ALL olden days music is uncool, but some bands now regarded as naff or a bit beige had a surprising amount of cred once. So where did it all go wrong?
REM
For a while REM were definitely way outside the music industry mainstream. But for all their scruffy pre-Cobain cool, they became defined by a song that sounds specifically written for TV charity appeals, while everything else got played on a bloody mandolin. As soon as someone’s dad claimed Michael Stipe was the voice of a generation, their fate as middle-aged rock royalty was sealed.
The Police
Artists can be trendsetters, great songwriters or egotistical bastards, so Sting thought he’d try all three. Luckily for him it was the 80s where his crap hair and weird cod reggae were not just accepted but praised. The other band members were talented but overshadowed; drummer Stewart Copeland composed the music for Spyro and of course The Equalizer, which is incredibly cool. It’s just a shame the actual band’s output is forever tainted by Gordon’s godawful lyrics.
Simple Minds
When post-punk was hip, Simple Minds were wanked over as part of the alternative scene that included Peter Gabriel and John Peel. Unfortunately, nobody remembers that because they transitioned into glossy pop with all the squareness you’d expect from a Scottish bloke who looked like a maths teacher. The final nail in the coffin of cool was becoming synonymous with a film about absolute twats doing detention. The Minds have pinned their longevity on nostalgic mums ever since.

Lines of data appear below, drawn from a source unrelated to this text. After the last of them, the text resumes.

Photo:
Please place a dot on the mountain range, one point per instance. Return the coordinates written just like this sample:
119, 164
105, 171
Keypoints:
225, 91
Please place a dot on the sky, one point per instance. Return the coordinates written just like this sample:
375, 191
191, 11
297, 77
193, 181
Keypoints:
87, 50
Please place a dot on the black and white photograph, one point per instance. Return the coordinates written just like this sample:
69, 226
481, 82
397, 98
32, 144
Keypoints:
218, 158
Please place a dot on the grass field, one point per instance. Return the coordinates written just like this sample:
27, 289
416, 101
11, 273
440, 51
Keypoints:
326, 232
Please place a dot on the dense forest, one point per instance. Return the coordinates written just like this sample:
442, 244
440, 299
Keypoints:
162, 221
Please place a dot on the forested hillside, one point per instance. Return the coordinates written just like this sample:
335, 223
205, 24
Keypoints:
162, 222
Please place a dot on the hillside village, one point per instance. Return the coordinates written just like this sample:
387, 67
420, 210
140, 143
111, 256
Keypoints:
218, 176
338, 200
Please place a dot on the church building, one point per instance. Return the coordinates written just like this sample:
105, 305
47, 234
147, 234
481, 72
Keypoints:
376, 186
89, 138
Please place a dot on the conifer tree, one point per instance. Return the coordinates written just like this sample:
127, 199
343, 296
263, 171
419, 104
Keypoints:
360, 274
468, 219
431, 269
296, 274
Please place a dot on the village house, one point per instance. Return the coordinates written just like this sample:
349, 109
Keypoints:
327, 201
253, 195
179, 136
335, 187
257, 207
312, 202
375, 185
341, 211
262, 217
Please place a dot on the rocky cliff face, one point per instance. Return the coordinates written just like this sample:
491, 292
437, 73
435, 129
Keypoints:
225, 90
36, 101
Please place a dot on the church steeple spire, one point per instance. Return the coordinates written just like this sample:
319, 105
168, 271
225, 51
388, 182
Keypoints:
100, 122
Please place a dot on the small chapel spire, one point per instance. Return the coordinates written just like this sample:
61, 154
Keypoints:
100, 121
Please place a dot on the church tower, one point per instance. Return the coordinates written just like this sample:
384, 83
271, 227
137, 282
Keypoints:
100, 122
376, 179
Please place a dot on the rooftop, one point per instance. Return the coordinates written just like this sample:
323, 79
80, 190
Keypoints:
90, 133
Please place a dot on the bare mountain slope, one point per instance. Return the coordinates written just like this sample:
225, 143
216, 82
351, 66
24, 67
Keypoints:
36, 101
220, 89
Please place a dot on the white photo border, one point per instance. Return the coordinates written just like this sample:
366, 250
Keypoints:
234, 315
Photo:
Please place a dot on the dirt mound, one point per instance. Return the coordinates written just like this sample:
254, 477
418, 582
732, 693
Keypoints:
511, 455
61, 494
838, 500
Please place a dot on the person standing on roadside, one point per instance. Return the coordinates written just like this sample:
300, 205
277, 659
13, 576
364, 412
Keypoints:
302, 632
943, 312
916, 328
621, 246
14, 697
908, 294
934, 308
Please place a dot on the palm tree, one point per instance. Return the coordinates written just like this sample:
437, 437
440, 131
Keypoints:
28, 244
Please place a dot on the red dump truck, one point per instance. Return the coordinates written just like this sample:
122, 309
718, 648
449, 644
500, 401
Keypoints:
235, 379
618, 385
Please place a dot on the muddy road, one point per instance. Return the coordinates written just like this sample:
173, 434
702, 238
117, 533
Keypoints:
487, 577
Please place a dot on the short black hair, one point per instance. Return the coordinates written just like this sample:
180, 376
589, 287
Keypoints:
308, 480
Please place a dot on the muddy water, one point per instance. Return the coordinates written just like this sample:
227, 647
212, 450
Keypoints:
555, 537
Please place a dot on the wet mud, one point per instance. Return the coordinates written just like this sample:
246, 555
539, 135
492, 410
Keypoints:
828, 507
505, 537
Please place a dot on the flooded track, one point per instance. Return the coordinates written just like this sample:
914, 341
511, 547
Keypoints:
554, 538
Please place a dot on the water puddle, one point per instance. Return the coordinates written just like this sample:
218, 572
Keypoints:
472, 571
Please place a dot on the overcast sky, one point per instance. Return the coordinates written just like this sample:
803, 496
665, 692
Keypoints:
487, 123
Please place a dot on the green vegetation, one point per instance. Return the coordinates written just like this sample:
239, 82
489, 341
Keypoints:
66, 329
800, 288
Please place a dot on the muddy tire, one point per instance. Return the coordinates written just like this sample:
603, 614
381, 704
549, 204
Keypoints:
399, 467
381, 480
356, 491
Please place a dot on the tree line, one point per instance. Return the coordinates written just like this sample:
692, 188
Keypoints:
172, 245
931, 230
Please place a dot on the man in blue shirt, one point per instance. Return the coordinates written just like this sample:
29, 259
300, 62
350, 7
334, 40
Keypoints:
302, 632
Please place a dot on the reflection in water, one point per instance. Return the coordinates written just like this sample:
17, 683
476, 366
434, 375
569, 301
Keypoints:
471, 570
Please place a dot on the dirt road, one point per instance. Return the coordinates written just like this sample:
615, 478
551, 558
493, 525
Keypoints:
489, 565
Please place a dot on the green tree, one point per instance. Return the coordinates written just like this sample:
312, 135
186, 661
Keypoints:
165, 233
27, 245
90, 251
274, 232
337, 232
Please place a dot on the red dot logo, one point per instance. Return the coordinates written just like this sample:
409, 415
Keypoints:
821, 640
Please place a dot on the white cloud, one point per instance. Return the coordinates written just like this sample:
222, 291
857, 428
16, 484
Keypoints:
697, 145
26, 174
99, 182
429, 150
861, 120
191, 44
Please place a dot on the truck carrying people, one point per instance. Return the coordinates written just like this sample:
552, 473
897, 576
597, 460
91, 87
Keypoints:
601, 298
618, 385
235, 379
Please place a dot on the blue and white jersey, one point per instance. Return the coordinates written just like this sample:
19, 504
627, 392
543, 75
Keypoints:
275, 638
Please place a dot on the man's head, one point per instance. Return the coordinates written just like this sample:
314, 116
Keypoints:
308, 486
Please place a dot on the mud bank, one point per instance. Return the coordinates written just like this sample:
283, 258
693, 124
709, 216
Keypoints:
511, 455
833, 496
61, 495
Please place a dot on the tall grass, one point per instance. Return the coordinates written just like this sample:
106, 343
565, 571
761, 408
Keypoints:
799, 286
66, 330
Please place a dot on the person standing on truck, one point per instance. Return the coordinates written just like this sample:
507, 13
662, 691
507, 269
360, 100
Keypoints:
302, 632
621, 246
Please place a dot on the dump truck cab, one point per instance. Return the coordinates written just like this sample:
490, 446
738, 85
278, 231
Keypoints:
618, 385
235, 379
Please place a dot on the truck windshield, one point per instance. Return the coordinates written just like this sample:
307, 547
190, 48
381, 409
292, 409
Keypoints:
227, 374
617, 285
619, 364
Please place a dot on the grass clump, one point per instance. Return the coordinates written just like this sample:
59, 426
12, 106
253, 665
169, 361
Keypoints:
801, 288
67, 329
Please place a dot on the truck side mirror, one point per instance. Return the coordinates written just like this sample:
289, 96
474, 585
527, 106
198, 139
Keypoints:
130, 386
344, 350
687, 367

Creedence Clearwater Revival
Writing about America like it’s a wet dream makes native fans go mental, and Creedence were lauded like gods from some backwoods swamp when they were actually from California. Sadly for Creedence, hippies went out of fashion fast, and after several rollercoaster years having a phenomenal number of hits, writing songs became difficult when John Fogerty decided the rest of his band were shit. Although introducing a strict quota of three songs per album and no singing on other band members’ songs probably didn’t aid their creativity.
Kiss
It’s difficult now to imagine cat and demon makeup being sexy and cool, as both those kinks are now weird minority perversions. Starting out normal-looking (for the 70s), Kiss weren’t selling many records, and their fortunes improved with make-up, codpieces and glam-rock. But all trends pass, and after a while people just weren’t into shoddy glam rock fodder performed by people who look like the biggest bellends ever to have walked the earth. They later toned down their image, with some success, but the cool was gone. Sadly no one told Gene Simmons, who still looks like an ageing extra from the Blade franchise.
Happy Mondays
Drugs don’t have the fun reputation they used to during Rave, and the same applies to the Madchester band. Trippy samples stolen from elsewhere with barely comprehensible vocals seem less inspired without several Es making you think something about melons was a cultural milestone. The Mondays’ descent into uncool hasn’t been helped by Shaun posing with Gorillaz as a horrifying reanimated head. Or Bez impressing Gregg Wallace with a plate of mutton, a man whose definition of cool is a Hobbit’s waistcoat.